进去后,陆瑶一眼就看见陆父坐在一排铁坐中间,泪水忍不住一下子滑落:“爸……”
陆父抬头,茫然地眨了眨
眼,停留了几秒才有了一些清明。
“瑶瑶。”像是不知道发生了什么事一样。
办了手续,带着陆父出了警局,牧名还在门口等着,见他们出来才转过身。
“下班时路上遇到了伯父,他说他要回家睡觉,我问了他几句话,回答非常奇怪,感觉到不对,看到他身上的牌子时才知道,原来是病了。”
几句话将前因后果说清楚。
陆瑶眨了眨泛红的双眼,笑道:“真是太感谢你了,这是他第一次这么严重地犯病,本来以为能再坚持一段时间的……”

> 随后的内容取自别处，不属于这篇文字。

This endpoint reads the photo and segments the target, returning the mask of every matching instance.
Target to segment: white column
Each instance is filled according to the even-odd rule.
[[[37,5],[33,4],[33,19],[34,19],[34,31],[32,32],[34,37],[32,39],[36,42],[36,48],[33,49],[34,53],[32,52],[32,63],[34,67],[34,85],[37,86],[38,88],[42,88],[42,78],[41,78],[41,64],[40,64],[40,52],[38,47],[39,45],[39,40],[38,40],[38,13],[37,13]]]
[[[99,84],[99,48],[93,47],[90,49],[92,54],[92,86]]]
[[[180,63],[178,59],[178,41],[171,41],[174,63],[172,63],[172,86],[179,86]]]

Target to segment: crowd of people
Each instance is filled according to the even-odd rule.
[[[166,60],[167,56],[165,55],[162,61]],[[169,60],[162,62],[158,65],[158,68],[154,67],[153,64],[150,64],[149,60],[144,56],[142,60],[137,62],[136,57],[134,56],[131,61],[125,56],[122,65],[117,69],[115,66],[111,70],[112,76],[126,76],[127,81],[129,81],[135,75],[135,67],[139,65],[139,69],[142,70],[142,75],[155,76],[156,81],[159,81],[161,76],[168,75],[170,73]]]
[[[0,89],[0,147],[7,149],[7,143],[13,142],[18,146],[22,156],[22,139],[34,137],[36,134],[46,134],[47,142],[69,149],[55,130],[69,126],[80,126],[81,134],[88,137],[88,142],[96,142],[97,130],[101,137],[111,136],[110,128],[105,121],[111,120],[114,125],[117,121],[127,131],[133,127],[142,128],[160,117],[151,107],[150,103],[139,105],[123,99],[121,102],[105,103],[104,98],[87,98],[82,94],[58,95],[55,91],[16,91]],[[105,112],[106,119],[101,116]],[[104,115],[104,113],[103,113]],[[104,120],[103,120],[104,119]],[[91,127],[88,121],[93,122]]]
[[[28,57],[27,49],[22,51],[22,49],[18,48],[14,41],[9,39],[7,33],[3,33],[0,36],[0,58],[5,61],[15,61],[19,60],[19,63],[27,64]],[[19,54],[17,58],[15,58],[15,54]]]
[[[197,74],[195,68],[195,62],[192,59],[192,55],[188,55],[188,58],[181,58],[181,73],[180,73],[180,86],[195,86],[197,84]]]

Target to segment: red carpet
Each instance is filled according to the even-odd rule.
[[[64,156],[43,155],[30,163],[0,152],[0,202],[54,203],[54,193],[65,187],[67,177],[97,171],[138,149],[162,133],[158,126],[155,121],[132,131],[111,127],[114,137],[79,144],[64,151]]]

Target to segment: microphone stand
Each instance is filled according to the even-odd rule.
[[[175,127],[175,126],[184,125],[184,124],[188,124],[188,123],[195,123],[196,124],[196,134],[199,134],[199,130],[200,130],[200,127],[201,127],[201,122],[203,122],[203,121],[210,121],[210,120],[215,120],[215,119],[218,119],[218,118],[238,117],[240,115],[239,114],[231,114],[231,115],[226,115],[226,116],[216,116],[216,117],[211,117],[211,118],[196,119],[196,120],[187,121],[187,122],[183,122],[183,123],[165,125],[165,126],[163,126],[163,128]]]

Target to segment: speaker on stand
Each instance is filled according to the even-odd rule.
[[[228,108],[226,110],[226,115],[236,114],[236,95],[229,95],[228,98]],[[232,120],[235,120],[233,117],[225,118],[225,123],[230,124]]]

牧名神色柔和:“老人总避免不了这病那病的,他只是需要有人看着,没有什么大碍,以后注意就行了。”
陆瑶点头,拉着陆父的手没有放开。
邵允琛淡淡开口:“牧先生,还真是巧,下班还能遇到这样的事,真是谢谢你了,”
牧名闭了闭眼,微微一笑,气场内敛,却也不输气势:“举手之劳,再说伯父是旧识,又是瑶姐的父亲,能帮上忙也是我的荣幸。”
邵允琛眯了眯眼,嘴角微挑,薄唇轻启,带着玩味的笑:“话是这么说,不过……你还真是跟陆家有缘,走到哪里都能遇到,我记得在京都也有一次,是吧?”
牧名听了,眼睛笑地弯了,一幅大男孩的样子,像是没有一点心思:“你这么一说还真是,哪都能遇到。”